Do you find it difficult?
Of course when I started traveling by myself (18 years old, when I was still a materialist), I had no idea about what to carry, so I just followed the list of Japanese guide book (which suggests many things for the security of Japanese standard). Frankly speaking, it was quite heavy and difficult to move, which demotivated me to walk and get to know different places (which was the whole objective of the trip).
If you have to carry other things, what’s important is to start with essential stuff, and leave some space for souvenir (knowing what kind of souvenir you like to buy is something important). In my case, all I care about now is a magnet of each country I visit.
The lighter your backpack is, the easier to move, and the agility makes your trip more interesting (at least in my case).
The best way to learn how to organize your stuff is to travel as much as possible and analyze what you need based on the previous trips. Although I managed to understand my essential stuff, I still feel anxious of not carrying other stuff. In that sense, it is a good life-long practice to let go things.
Attention and value added
Pay attention: there are some persons who are minimalists for their trip, whereas they are so much materialists when they don’t travel. So some tips in this entry is one way of organizing things in some specific case (trip).
In the previous entry, (5 conditions to be a materialist), I mentioned that there are at least 5 conditions which make us materialist, including the environment in which one grows up. In the same vein, one can try to be a minimalist in terms of traveling, with some practice.

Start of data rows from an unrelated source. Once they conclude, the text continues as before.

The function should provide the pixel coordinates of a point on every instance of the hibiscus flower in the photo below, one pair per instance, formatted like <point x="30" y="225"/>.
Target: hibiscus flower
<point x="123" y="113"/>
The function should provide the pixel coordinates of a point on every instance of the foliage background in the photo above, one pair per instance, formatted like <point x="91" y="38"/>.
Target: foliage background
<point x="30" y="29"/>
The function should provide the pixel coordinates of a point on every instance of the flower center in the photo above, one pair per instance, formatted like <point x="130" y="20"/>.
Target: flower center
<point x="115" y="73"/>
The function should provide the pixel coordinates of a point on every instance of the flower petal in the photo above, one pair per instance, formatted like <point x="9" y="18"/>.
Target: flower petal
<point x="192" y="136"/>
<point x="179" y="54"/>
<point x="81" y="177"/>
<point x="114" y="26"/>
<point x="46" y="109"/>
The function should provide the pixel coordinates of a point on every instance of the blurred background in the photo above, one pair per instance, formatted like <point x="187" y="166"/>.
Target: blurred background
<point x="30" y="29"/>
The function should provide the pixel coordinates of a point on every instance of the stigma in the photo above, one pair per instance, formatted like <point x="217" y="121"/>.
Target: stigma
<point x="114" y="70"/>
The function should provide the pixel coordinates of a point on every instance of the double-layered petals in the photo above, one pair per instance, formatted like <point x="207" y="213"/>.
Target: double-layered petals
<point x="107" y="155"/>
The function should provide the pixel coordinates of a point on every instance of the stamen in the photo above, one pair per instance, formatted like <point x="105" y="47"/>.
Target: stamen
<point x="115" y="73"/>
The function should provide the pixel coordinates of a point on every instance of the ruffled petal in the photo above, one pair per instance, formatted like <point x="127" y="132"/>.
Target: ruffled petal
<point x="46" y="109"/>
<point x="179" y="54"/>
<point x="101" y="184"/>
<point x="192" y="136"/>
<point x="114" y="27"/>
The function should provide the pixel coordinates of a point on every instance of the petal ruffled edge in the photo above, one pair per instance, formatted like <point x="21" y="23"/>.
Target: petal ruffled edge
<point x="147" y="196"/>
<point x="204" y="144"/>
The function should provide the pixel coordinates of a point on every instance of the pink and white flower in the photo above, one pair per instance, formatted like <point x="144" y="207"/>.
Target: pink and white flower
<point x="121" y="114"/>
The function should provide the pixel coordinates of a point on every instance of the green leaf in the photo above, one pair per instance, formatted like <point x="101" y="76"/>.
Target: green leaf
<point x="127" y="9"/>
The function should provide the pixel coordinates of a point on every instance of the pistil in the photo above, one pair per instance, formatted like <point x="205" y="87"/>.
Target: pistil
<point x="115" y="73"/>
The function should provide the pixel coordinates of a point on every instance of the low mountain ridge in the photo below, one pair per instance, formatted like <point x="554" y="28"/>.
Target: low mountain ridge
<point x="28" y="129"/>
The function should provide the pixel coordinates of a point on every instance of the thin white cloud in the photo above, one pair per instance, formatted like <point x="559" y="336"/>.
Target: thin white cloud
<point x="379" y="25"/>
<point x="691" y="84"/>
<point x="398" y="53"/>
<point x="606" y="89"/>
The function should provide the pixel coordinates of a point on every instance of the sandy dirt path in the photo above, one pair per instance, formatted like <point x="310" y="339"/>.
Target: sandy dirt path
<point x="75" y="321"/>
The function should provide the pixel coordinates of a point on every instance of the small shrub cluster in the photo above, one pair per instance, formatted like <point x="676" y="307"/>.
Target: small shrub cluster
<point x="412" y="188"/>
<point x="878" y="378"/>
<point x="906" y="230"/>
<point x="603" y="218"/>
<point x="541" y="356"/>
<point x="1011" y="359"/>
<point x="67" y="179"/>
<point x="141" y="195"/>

And as a value added, organizing stuff can be useful not only for the agility but also for the quality of trip with focus, as the same rule applies: you need to analyze the resource (time, money) opportunity (what is available in the destination) and your need to concentrate on what you want to do.
The learning of this time
To organize and limit luggage of the trip, you need to clarify the objective, analyze the destination and yourself, and then learn with practice what your essential stuff are, which will provide you some agility and concentration during the trip.